Urbana's est. 2011 population just under 42,000. Legal costs to pursue said matter: who knows; K.I.S.S.: to set the $832,000 amount straight, 'allow' each counted resident to simply send a $20 amount to Prussing...wait...their overhead cost would be, perhaps, 55% of that. Send it to Carle (the taxable side)...wait...I've no idea of their overhead...ugh...I should have become a Corporate Tax Attorney; lifetime employment...

Sid Saltfork wrote on May 22, 2013 at 8:05 pm

Yep; the estimated 2011 population was 41,518 with 3,192 of them being under an income of $10,000.  Who would have guessed that 7.69% of Urbana's population had an income of less than $10,000?  When the poverty line amount is used,  Urbana's poor population is much higher.  That explains the 22% of Urbana residents receiving "charity" services from Carle with the other 78% of people receiving "charity" services being from the rest of Champaign County, and the other 24 counties. 

Marti Wilkinson wrote on May 22, 2013 at 10:05 pm

I wonder how much money pursuing a lawsuit would end up costing Urbana? Plus, do consider that Jakobsson's spouse is on the city council. When one considers that Carles profits are generated from patients throughout Central Illinois, it really is stupid for Prussing to continue whining about the property tax exemption.

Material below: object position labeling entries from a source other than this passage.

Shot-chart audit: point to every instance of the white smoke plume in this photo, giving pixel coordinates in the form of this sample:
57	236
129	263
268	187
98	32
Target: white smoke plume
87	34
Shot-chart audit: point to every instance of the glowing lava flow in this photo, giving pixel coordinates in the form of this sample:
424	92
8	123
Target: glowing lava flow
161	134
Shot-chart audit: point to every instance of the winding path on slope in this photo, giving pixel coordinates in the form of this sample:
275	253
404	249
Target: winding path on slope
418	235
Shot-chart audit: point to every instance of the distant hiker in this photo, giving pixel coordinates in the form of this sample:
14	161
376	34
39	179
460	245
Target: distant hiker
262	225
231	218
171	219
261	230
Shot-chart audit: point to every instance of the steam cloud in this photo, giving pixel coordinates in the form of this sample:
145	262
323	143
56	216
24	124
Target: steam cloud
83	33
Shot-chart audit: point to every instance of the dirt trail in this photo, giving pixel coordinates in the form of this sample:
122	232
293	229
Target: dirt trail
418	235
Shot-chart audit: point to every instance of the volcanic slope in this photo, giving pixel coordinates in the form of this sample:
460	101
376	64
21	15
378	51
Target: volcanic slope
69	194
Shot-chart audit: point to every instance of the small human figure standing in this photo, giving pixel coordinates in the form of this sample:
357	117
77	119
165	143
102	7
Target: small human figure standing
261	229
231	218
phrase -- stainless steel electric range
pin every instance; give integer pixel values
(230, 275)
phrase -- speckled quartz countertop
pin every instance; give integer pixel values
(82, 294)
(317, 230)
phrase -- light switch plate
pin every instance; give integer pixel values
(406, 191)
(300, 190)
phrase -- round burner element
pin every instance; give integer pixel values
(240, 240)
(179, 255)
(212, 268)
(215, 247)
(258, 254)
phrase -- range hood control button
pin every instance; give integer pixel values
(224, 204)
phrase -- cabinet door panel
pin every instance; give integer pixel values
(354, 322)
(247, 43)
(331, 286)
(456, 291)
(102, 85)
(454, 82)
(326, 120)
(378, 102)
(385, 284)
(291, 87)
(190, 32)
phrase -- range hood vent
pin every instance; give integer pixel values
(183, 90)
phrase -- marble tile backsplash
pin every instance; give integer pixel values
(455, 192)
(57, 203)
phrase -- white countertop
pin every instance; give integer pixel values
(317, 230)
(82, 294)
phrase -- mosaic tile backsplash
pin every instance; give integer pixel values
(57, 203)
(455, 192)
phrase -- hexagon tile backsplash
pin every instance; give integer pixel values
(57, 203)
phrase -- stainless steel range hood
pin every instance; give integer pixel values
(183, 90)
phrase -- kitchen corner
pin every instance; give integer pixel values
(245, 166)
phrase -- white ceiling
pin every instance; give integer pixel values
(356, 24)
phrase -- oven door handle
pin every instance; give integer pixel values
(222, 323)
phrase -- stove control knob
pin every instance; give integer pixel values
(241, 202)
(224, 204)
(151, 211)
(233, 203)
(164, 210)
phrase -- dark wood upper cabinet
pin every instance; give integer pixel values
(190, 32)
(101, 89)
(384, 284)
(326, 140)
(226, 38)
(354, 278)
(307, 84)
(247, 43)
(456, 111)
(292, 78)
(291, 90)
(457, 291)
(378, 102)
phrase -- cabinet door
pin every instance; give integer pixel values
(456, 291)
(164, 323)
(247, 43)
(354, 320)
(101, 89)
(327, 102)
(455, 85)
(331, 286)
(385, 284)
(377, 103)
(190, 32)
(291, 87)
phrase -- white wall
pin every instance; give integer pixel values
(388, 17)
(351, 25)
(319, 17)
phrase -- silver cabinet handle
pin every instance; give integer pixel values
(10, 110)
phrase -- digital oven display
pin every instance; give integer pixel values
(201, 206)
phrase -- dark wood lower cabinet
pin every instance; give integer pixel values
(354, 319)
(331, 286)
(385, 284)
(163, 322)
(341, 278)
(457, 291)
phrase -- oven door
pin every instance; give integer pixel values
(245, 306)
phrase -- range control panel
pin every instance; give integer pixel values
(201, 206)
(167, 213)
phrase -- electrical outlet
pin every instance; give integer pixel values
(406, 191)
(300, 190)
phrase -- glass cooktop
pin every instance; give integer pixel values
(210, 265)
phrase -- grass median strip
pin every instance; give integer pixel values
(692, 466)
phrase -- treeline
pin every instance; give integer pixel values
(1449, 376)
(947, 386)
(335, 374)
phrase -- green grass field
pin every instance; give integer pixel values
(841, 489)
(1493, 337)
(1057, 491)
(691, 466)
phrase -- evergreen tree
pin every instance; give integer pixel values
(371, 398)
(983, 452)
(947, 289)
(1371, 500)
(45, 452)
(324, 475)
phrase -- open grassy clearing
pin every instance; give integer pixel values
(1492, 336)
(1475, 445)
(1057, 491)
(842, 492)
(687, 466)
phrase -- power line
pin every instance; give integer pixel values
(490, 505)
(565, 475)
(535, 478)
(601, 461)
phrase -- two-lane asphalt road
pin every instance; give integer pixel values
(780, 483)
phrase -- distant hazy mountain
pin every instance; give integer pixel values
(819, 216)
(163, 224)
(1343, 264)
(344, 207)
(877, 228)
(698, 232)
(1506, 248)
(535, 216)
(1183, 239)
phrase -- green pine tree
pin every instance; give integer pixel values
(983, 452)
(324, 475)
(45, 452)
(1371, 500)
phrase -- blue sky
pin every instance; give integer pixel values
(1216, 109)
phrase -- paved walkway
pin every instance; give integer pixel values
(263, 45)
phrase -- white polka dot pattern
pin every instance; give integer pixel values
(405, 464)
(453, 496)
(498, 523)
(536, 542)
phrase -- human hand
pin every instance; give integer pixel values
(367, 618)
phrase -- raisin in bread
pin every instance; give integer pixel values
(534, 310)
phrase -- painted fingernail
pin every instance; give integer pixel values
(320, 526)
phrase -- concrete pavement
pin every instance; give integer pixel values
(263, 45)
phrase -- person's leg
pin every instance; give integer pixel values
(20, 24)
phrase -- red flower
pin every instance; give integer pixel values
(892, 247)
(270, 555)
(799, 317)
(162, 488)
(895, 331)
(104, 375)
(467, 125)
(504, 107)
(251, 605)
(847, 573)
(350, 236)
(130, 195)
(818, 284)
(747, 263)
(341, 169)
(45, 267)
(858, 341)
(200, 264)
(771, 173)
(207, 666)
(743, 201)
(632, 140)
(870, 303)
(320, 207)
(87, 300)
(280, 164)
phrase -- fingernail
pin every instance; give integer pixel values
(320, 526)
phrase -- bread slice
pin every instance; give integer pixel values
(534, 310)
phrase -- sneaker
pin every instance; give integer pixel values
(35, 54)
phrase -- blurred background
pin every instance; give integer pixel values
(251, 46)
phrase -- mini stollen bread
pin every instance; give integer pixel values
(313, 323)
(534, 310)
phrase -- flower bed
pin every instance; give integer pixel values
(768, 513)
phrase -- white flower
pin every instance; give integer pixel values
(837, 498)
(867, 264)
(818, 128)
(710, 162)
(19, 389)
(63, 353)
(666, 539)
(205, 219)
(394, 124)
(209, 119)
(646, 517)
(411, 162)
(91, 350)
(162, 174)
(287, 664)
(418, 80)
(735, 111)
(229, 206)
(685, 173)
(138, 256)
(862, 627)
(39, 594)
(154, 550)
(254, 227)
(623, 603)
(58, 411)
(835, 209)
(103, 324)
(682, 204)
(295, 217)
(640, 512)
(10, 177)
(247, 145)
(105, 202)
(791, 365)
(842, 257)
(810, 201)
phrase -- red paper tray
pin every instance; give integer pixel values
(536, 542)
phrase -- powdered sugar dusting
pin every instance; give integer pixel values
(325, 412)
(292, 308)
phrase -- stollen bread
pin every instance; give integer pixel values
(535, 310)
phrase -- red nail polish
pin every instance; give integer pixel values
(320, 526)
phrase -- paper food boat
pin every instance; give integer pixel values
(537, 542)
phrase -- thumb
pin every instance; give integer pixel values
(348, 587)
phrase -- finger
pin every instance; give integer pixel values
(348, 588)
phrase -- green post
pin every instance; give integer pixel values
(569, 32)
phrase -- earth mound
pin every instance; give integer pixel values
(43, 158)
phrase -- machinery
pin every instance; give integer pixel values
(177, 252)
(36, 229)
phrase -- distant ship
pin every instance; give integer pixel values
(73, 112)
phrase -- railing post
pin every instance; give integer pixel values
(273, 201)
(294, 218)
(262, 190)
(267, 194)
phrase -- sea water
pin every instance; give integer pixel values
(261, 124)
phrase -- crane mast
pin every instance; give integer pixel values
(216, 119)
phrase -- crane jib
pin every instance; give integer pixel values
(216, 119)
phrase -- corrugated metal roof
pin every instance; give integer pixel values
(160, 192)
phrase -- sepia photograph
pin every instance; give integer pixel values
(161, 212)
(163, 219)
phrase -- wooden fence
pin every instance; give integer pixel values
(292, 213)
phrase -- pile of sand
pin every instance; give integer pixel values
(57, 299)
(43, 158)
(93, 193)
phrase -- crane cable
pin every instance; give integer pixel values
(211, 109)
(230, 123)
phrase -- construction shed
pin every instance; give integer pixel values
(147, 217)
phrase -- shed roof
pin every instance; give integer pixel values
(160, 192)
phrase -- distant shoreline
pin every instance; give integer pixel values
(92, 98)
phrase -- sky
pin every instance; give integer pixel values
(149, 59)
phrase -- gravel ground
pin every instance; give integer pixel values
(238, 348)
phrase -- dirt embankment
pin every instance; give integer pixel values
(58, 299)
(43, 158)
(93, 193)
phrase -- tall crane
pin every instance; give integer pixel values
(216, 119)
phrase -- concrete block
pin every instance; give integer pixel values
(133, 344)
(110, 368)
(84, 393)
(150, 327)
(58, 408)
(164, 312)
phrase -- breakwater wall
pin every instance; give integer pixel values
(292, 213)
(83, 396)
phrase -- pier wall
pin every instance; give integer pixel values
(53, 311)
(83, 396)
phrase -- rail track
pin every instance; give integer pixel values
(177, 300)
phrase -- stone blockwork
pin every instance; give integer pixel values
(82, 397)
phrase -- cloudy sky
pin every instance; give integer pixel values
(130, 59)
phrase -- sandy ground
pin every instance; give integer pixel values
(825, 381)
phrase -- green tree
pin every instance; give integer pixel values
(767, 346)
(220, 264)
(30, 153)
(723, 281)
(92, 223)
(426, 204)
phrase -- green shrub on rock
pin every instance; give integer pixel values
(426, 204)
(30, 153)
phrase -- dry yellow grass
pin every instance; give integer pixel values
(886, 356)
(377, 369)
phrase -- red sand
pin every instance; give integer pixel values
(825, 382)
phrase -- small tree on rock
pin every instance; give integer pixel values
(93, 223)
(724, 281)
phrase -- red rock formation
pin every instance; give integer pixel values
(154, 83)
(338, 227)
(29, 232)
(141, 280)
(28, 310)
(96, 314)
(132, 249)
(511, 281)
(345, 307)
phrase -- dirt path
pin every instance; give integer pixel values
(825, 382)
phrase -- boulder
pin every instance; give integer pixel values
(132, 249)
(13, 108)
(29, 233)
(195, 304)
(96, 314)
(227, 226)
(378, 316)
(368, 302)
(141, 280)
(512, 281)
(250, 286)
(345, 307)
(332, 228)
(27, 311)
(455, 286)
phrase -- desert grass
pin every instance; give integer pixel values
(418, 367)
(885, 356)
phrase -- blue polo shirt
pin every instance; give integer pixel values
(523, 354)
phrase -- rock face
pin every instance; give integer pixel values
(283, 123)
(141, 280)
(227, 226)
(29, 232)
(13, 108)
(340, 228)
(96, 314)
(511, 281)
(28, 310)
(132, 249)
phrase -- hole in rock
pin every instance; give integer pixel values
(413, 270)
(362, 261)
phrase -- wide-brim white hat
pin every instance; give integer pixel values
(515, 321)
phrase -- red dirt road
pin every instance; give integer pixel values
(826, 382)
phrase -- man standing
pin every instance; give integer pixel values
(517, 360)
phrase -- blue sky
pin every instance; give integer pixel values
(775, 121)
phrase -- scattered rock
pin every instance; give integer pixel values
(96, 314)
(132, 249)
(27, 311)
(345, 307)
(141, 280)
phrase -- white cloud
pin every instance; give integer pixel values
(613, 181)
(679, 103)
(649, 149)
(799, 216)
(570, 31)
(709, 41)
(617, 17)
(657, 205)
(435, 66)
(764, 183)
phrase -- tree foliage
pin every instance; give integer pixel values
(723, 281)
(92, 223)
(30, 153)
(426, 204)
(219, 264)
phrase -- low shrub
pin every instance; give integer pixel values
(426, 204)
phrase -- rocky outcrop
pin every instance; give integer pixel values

Wouldn't the council better serve it's residents in looking for new sources of revenue, or in looking at areas that can use cuts? People who live in the community do so because it has a different tone than Champaign, and they are willing to pay a higher property tax rate.

 

asparagus wrote on May 26, 2013 at 1:05 pm

I wonder if Carle provides as much value out of a dollar input as does the city of Urbana? Maybe Urbana should see if there aren't some city programs that could be funded through Carle's charity outreach to make up the lost revenues.